It seems like a natural extension of how variables (immutable by default, mutable if specified) are defined to allow the programmer to dictate a specific range of allowed values for an integer. If I know a value is only valid between 0-1000 the sooner I declare that the better it is for catching bugs, off by one errors, and more…
Doesn’t Rust have enough support for operator overloading to be able to build a reasonable RangedNumber library without needing explicit language support? That seems to have been enough for C++ users over the years. I suppose it might be nice to have range checking for the builtin types available in debug builds, but I’d be very wary of putting a range constraint in code with no guarantee that it’d be enforced in any way.
Twenty years ago when I did some work in Ada for 68020s, it was general practice to put range constraints on everything that moved. I don’t remember anybody ever questioning it, even in a fairly performance-sensitive environment, but I was very wet behind the ears at the time and don’t know how many real bugs this caught in practice.
Not if you want to encode the range in the type, since generic arguments can’t be values. (Well, not without some nasty hack way to encode a number into a type. When constants as associated items are implemented, it won’t be as nasty, though…)
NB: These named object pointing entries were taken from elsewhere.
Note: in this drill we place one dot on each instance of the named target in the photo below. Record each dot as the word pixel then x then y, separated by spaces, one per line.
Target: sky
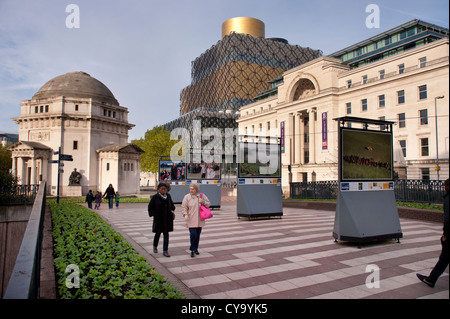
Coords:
pixel 142 49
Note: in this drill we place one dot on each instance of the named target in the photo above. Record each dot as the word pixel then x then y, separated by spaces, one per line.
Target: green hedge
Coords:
pixel 109 266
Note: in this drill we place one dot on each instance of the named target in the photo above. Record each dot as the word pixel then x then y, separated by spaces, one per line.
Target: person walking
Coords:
pixel 97 199
pixel 190 207
pixel 442 263
pixel 90 198
pixel 161 208
pixel 117 199
pixel 110 194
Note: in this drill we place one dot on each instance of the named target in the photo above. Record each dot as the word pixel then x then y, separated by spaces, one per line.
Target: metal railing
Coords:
pixel 25 278
pixel 18 194
pixel 418 191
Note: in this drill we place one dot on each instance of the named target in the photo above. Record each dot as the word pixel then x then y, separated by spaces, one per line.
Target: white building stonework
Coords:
pixel 401 88
pixel 79 114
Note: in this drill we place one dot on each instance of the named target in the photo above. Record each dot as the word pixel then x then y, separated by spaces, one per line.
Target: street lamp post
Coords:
pixel 437 144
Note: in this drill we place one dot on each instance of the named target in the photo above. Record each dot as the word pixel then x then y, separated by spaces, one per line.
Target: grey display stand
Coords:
pixel 177 192
pixel 365 216
pixel 259 200
pixel 213 192
pixel 366 209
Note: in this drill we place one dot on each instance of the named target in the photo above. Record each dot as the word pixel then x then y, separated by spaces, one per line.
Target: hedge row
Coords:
pixel 109 267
If bounds checking would be performed in runtime, it is not Rust way (zero-cost abstraction). But elsewhere it requires dependent types support and compiler must prove type safety in that case by proving each usage does not try to access value out of bounds. Type checking in such type system may be undecidable, because you cannot even prove equality of two types if they depends of runtime values (function that return list of words it read from stdin, what return type it may have?)